“Bully” director Lee Hirsch and the Weinstein Company have announced that due to their ongoing battle with the MPAA over the film’s rating, the Weinstein Company has decided to move on with the film’s release on March 30 as an unrated film.
Details in the official press release state the following:
- Said BULLY Director Lee Hirsch, “The small amount of language in the film that’s responsible for the R rating is there because it’s real. It’s what the children who are victims of bullying face on most days. All of our supporters see that, and we’re grateful for the support we’ve received across the board. I know the kids will come, so it’s up to the theaters to let them in.”
“The kids and families in this film are true heroes, and we believe theater owners everywhere will step up and do what’s right for the benefit of all of the children out there who have been bullied or may have otherwise become bullies themselves. We’re working to do everything we can to make this film available to as many parents, teachers and students across the country,” said TWC President of Marketing Stephen Bruno.

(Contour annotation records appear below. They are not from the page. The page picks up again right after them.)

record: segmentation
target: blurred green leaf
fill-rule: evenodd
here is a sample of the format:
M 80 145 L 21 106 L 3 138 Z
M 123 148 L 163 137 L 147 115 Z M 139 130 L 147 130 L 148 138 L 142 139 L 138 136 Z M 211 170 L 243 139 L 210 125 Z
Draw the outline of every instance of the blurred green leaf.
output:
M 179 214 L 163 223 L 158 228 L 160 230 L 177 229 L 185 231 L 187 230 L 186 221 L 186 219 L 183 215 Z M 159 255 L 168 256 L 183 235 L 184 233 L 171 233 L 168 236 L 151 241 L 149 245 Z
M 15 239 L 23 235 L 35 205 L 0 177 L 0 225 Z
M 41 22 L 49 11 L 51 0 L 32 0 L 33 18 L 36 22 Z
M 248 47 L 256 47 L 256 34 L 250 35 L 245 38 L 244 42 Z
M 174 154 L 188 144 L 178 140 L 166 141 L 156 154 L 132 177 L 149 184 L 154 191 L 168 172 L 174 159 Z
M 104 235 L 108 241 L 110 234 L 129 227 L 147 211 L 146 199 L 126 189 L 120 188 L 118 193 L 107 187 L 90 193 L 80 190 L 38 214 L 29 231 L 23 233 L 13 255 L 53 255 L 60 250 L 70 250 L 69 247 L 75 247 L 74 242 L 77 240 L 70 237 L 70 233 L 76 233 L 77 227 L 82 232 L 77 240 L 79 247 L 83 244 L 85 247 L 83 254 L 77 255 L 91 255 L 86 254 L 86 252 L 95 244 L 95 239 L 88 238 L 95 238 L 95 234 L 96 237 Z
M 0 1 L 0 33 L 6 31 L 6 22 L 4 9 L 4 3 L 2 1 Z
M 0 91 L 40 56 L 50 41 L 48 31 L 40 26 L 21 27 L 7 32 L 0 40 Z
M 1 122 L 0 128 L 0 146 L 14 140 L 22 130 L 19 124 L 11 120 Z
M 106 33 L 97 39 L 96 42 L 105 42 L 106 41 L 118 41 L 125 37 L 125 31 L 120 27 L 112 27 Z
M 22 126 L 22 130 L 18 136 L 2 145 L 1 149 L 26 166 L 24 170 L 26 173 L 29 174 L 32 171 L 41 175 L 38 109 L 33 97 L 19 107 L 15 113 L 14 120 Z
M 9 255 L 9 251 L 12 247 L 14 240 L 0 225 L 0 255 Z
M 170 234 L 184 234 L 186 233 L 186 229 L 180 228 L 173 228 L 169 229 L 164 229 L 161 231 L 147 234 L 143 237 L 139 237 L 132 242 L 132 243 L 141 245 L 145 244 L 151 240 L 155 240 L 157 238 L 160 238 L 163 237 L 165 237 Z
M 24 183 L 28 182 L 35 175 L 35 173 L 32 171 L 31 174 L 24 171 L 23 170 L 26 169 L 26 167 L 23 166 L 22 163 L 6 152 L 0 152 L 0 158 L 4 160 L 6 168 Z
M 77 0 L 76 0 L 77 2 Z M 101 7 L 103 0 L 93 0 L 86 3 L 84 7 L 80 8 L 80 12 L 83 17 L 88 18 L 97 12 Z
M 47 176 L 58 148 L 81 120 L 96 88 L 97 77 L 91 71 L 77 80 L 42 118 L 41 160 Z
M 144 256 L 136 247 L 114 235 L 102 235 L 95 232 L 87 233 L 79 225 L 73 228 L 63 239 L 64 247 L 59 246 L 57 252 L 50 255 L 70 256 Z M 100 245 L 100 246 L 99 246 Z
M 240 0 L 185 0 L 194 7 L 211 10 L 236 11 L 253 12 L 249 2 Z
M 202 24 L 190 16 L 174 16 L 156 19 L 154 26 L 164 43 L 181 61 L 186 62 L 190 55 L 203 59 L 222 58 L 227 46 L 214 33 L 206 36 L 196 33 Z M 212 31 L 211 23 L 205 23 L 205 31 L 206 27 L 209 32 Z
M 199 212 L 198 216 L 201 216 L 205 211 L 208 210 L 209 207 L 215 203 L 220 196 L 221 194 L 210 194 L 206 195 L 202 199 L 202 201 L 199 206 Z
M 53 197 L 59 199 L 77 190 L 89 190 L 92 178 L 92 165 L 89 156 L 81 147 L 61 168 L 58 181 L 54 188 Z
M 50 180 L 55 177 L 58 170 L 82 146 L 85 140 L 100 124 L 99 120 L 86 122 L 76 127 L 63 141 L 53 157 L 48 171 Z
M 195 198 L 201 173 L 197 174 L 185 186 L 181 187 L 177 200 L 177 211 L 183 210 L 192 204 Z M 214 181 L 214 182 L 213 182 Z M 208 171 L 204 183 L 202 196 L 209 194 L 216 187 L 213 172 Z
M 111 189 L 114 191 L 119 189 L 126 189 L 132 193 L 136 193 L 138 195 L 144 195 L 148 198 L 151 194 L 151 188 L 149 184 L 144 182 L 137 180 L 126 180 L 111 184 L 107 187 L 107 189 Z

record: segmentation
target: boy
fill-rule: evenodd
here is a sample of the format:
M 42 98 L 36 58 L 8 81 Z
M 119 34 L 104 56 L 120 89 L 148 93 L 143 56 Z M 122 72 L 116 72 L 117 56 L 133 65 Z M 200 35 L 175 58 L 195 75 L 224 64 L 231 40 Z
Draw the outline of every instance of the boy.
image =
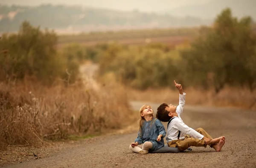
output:
M 166 141 L 168 146 L 177 147 L 184 151 L 190 146 L 204 146 L 207 145 L 216 151 L 221 151 L 225 144 L 225 137 L 213 139 L 203 128 L 195 130 L 185 124 L 180 118 L 185 105 L 186 93 L 183 92 L 181 85 L 174 81 L 175 86 L 180 92 L 179 105 L 163 103 L 157 108 L 156 117 L 160 121 L 169 121 Z M 186 135 L 185 134 L 188 135 Z

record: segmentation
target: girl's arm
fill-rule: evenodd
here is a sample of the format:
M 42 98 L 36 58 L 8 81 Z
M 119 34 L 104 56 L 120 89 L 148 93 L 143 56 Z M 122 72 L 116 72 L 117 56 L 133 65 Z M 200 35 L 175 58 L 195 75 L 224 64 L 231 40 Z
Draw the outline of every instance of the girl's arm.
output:
M 143 143 L 144 141 L 144 139 L 143 137 L 143 134 L 141 134 L 140 131 L 138 133 L 138 137 L 137 137 L 137 138 L 134 141 L 135 142 L 137 142 L 139 143 L 139 144 L 141 144 Z

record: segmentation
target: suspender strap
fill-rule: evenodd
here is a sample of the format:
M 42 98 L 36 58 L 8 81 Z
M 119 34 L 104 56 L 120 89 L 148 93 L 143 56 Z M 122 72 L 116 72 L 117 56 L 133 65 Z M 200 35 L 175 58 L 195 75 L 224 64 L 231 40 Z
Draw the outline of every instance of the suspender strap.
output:
M 170 124 L 170 123 L 172 121 L 172 119 L 173 119 L 174 118 L 174 117 L 172 117 L 171 119 L 171 120 L 170 120 L 169 121 L 169 122 L 168 122 L 168 124 L 167 124 L 167 129 L 168 129 L 168 126 L 169 126 L 169 124 Z M 179 130 L 179 134 L 178 134 L 178 140 L 180 139 L 180 130 Z

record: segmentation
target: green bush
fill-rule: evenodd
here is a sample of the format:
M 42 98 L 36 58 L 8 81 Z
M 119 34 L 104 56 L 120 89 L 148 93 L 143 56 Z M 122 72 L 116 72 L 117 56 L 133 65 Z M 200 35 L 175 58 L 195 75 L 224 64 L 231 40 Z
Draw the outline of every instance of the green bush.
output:
M 17 34 L 4 34 L 0 40 L 0 80 L 35 78 L 46 84 L 67 76 L 66 70 L 76 72 L 78 64 L 62 57 L 56 49 L 57 37 L 53 31 L 42 31 L 27 22 Z

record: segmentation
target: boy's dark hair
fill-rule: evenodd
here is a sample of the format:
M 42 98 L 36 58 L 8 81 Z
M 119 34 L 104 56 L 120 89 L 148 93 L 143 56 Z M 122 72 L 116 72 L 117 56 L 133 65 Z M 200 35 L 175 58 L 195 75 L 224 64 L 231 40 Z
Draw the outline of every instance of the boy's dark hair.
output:
M 164 103 L 162 104 L 157 108 L 156 117 L 158 120 L 163 122 L 168 122 L 171 118 L 168 115 L 169 112 L 166 110 L 167 107 L 168 107 L 168 105 Z

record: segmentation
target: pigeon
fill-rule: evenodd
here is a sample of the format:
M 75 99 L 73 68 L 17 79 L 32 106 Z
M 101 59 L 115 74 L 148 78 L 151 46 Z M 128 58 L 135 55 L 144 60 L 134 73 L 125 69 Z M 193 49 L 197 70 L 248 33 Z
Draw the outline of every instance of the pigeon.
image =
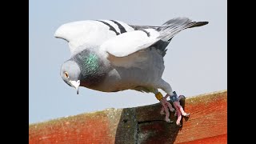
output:
M 170 112 L 175 111 L 177 126 L 182 115 L 189 117 L 170 85 L 162 78 L 166 46 L 181 30 L 208 24 L 178 17 L 158 26 L 130 25 L 117 20 L 86 20 L 63 24 L 54 37 L 68 42 L 70 58 L 61 66 L 63 81 L 102 92 L 134 90 L 153 93 L 162 107 L 161 114 L 171 122 Z M 165 97 L 158 91 L 166 93 Z M 167 101 L 170 97 L 174 108 Z

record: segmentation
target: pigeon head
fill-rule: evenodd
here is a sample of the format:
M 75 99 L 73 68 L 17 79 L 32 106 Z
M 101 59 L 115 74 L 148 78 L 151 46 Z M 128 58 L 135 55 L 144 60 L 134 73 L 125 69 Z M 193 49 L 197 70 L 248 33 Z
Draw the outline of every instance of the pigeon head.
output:
M 72 60 L 65 62 L 61 67 L 60 74 L 66 84 L 77 90 L 77 94 L 78 94 L 81 70 L 78 63 Z

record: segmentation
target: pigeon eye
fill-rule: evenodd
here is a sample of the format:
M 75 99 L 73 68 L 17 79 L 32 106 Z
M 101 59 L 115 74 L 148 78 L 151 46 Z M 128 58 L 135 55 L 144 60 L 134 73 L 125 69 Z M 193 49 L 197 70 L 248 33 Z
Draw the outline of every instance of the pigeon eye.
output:
M 69 74 L 67 74 L 67 72 L 65 72 L 64 75 L 65 75 L 66 78 L 69 78 Z

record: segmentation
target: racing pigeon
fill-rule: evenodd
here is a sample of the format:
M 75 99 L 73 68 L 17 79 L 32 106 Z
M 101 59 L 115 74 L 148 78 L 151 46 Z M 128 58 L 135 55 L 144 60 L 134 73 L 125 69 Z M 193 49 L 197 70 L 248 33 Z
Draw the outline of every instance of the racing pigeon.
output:
M 134 90 L 153 93 L 162 105 L 161 114 L 170 122 L 167 101 L 170 97 L 181 126 L 182 115 L 189 117 L 179 103 L 180 97 L 162 78 L 163 57 L 172 38 L 182 30 L 201 26 L 208 22 L 192 22 L 175 18 L 159 26 L 135 26 L 116 20 L 86 20 L 61 26 L 54 36 L 66 40 L 70 58 L 61 66 L 63 81 L 76 89 L 79 86 L 117 92 Z M 166 93 L 165 97 L 158 91 Z

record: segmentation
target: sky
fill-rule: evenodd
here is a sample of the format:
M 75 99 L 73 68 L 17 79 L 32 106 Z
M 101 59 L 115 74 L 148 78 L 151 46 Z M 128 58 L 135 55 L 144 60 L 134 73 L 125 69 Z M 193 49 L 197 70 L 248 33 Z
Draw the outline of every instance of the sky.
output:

“While it’s often heartbreaking and deals with tough issues like suicide, the movie addresses bullying in a frank and relatable way that is age appropriate for teens and relevant for middle-schoolers if an adult is present to guide the discussion,” said James P. Steyer, Founder and CEO, Common Sense Media. “The MPAA’s ratings system is inadequate when it comes to looking at a movie’s content through the lens of its larger thematic issues. Common Sense Media provides alternative ratings for parents who are looking for more guidance and context than the MPAA provides.”
Katy Butler, the 17-year-old teen, who started A petition on the website Change.org to change the movie’s rating from an R to a lower rating, has rallied much support since she started the petition at the beginnings of March. Since then, politicians, actors and people across the United States have shown their support of the message that the film intends to spread in order to educate and make people across the nation more aware of the rising problem among teens throughout the nation. Butler — who earlier this month delivered more than 250,000 signatures to an MPAA hearing — has appeared on numerous talk shows and events to spread her support of the change.
For parents or teachers who are looking for more information or who may have concerns about showing children a movie unrated by the MPAA, please read Common Sense Media’s rating details of the film here: www.commonsensemedia.org/movie-reviews/bully.
With the unrated release of the film this coming box office weekend, do you agree with the Weinstein Company’s decision to release as unrated? At this point in time, “Bully” has a limited release in five theaters in the United States (in New York at the Angelika Film Center and AMC Lincoln Square and in Los Angeles at The Landmark, ArcLight Hollywood and AMC Century City), but perhaps it will extend to more theaters at a later date.